The fact that there is a growing market and audience for food eating contests, and for horror movies, is a sign of the times, a sign of moral decline, a sign that we are restless and lost, longing for but not finding an adequate purpose to justify our lives, and so we stagnate and self-destruct.

There is a bit of irony to be found in all this, though I would not call it a happy irony. Cinema originated in a male-dominated society, controlled largely by men. I'm not saying there was a conscious decision to use film images to advance male goals, but I think this did happen on a collective subconcious, Jungian level. Men are driven by sex. It is imprinted into us to rank this as one of most powerful drives. So when men create films, if that tool of cinema can get men more sex, men will use it in that fashion whether they are doing it consciously or not. This accounts not only for the casting couch, but also for movies prominently featuring women who were more "easy" and less virtuous.

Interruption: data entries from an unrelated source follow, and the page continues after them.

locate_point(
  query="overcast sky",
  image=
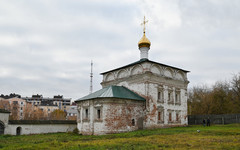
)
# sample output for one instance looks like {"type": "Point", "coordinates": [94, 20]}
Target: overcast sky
{"type": "Point", "coordinates": [46, 46]}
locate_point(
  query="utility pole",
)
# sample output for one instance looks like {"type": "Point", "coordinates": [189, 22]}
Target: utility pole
{"type": "Point", "coordinates": [91, 76]}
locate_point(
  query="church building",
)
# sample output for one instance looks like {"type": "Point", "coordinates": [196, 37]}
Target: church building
{"type": "Point", "coordinates": [143, 94]}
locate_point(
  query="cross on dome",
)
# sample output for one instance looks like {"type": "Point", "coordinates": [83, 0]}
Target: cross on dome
{"type": "Point", "coordinates": [144, 24]}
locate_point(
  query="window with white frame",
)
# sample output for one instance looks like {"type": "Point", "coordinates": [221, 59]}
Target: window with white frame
{"type": "Point", "coordinates": [170, 96]}
{"type": "Point", "coordinates": [160, 97]}
{"type": "Point", "coordinates": [178, 116]}
{"type": "Point", "coordinates": [170, 116]}
{"type": "Point", "coordinates": [98, 113]}
{"type": "Point", "coordinates": [160, 115]}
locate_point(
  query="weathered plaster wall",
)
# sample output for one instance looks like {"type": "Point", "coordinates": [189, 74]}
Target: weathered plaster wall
{"type": "Point", "coordinates": [117, 115]}
{"type": "Point", "coordinates": [39, 128]}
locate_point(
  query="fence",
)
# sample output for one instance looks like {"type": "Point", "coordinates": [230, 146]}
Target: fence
{"type": "Point", "coordinates": [215, 119]}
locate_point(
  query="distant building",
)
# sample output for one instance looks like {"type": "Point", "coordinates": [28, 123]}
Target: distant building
{"type": "Point", "coordinates": [58, 100]}
{"type": "Point", "coordinates": [31, 108]}
{"type": "Point", "coordinates": [72, 113]}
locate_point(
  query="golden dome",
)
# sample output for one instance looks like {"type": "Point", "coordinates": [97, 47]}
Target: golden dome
{"type": "Point", "coordinates": [144, 42]}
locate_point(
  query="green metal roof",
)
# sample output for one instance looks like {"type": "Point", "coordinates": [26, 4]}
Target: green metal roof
{"type": "Point", "coordinates": [144, 60]}
{"type": "Point", "coordinates": [113, 92]}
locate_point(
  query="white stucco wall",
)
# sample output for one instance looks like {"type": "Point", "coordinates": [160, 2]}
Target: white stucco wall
{"type": "Point", "coordinates": [116, 116]}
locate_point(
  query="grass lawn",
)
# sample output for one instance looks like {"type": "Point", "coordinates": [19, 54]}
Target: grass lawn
{"type": "Point", "coordinates": [214, 137]}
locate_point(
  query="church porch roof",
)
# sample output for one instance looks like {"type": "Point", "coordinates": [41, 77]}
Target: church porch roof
{"type": "Point", "coordinates": [141, 61]}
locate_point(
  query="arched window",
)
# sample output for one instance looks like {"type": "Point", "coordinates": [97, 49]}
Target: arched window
{"type": "Point", "coordinates": [18, 131]}
{"type": "Point", "coordinates": [133, 122]}
{"type": "Point", "coordinates": [1, 128]}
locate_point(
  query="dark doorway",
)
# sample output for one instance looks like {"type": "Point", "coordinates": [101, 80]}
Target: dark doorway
{"type": "Point", "coordinates": [1, 128]}
{"type": "Point", "coordinates": [19, 130]}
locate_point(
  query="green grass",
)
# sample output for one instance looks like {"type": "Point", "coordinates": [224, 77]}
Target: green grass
{"type": "Point", "coordinates": [214, 137]}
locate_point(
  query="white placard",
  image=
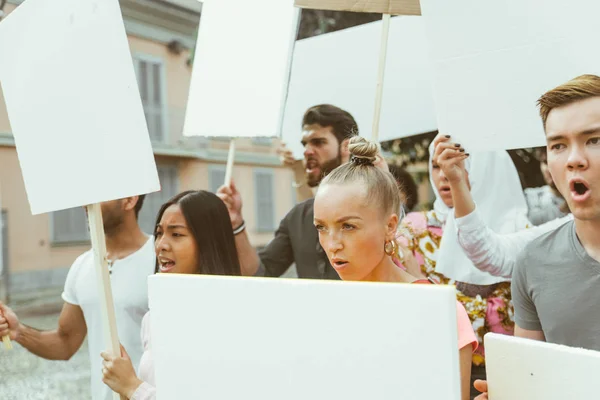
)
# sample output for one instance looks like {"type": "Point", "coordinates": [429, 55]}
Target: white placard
{"type": "Point", "coordinates": [527, 369]}
{"type": "Point", "coordinates": [241, 68]}
{"type": "Point", "coordinates": [340, 68]}
{"type": "Point", "coordinates": [295, 339]}
{"type": "Point", "coordinates": [493, 59]}
{"type": "Point", "coordinates": [73, 104]}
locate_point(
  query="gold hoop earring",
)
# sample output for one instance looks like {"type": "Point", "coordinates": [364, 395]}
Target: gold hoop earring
{"type": "Point", "coordinates": [400, 254]}
{"type": "Point", "coordinates": [390, 248]}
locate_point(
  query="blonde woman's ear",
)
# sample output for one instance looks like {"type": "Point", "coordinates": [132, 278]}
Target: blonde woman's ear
{"type": "Point", "coordinates": [392, 227]}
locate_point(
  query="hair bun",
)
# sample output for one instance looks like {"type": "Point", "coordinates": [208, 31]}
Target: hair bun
{"type": "Point", "coordinates": [362, 151]}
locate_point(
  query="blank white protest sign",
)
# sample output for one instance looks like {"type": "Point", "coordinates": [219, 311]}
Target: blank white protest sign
{"type": "Point", "coordinates": [74, 105]}
{"type": "Point", "coordinates": [340, 68]}
{"type": "Point", "coordinates": [241, 68]}
{"type": "Point", "coordinates": [493, 59]}
{"type": "Point", "coordinates": [527, 369]}
{"type": "Point", "coordinates": [294, 339]}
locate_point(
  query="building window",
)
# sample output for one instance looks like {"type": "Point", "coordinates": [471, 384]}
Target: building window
{"type": "Point", "coordinates": [69, 226]}
{"type": "Point", "coordinates": [216, 177]}
{"type": "Point", "coordinates": [265, 204]}
{"type": "Point", "coordinates": [262, 141]}
{"type": "Point", "coordinates": [151, 82]}
{"type": "Point", "coordinates": [169, 183]}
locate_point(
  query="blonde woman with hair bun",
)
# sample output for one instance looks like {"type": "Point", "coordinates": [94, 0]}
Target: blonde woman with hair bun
{"type": "Point", "coordinates": [357, 211]}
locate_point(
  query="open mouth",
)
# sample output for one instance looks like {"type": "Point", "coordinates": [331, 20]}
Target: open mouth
{"type": "Point", "coordinates": [338, 264]}
{"type": "Point", "coordinates": [165, 264]}
{"type": "Point", "coordinates": [445, 190]}
{"type": "Point", "coordinates": [311, 166]}
{"type": "Point", "coordinates": [579, 189]}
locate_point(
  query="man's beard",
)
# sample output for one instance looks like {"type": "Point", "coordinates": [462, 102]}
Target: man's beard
{"type": "Point", "coordinates": [324, 170]}
{"type": "Point", "coordinates": [112, 223]}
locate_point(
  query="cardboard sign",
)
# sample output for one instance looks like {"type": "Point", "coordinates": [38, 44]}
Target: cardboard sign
{"type": "Point", "coordinates": [394, 7]}
{"type": "Point", "coordinates": [346, 76]}
{"type": "Point", "coordinates": [74, 105]}
{"type": "Point", "coordinates": [241, 68]}
{"type": "Point", "coordinates": [492, 60]}
{"type": "Point", "coordinates": [302, 339]}
{"type": "Point", "coordinates": [527, 369]}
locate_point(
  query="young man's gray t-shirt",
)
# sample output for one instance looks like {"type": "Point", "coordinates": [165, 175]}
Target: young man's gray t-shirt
{"type": "Point", "coordinates": [556, 289]}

Essentially, men created female characters who, as role models, would imprint the female audience members with the notion that premarital sex, or casual sex, or kinky sex, was not so bad. Males write the script showing women behaving how they wish they would behave. Women go to theatres and get imprinted with those role models, and generation after generation women evolve in th 20th century (and beyond) to have a more masculine view towards sexuality. (I have to credit Southpark somewhat for an episode that plays on this notion. I think that episode was exaggerated for humor, but is premised on a true phenomenon.) Which means, in blunt terms, that women act sluttier in the movies than they do in real life, and this leads the next upcoming generation to be sluttier than the preceding generation. I don't think this is rocket science, I think most people have long recognized this is happening.

The ironic backlash I see is this: if a type of movie stirs a female to lust (or even mere willingness) then the male gets a reward for taking the female to see that movie. Now we have a Pavlovian connection between the movie and the reward. With respect to horror movies, it is often suggested that the draw of such movies is that they create an adrenaline rush that gets people aroused or "turned on," which effectively increases the chance males getting rewarded with sex when they take a woman to see such a movie. This then imprints a "like" or positive association between the male and the horror movie. This association may also be imprinted in the female if she enjoys the sexual encounter as well.

So men may have created and/or proliferated the horror genre because it improved their sex lives. However, presumably men did not desire, expect or predict that it would have the consequence of linking pleasure and horror on in their minds, with the results we are seeing nowadays. Alas, I believe this trend will continue unless consciously broken.

More and more, I think people need to try to be aware not only of their own psychological issues, but of the larger, collective, societal psychology we all share and how (and why) it is evolving. I believe in CONSCIOUS control over our evolution and destiny, and I think we are better off honestly assessing how we are evolving, how we are creating our own evolutionary paths, and then we can make a conscious choice what we want the Human Race to be like. Do we want to be jaded, numb and selfish, or loving, empathetic and sentitive?

The bottom line is, I am quite sure I can learn to appreciate horror movies. Yes, even me. Or even speed food-eating contests. While I CAN learn to appreciate these things, I do not believe I SHOULD learn to appreciate them because I think they head the human species in a different direction than where I want us, as a species, to go through our evolutionary journey.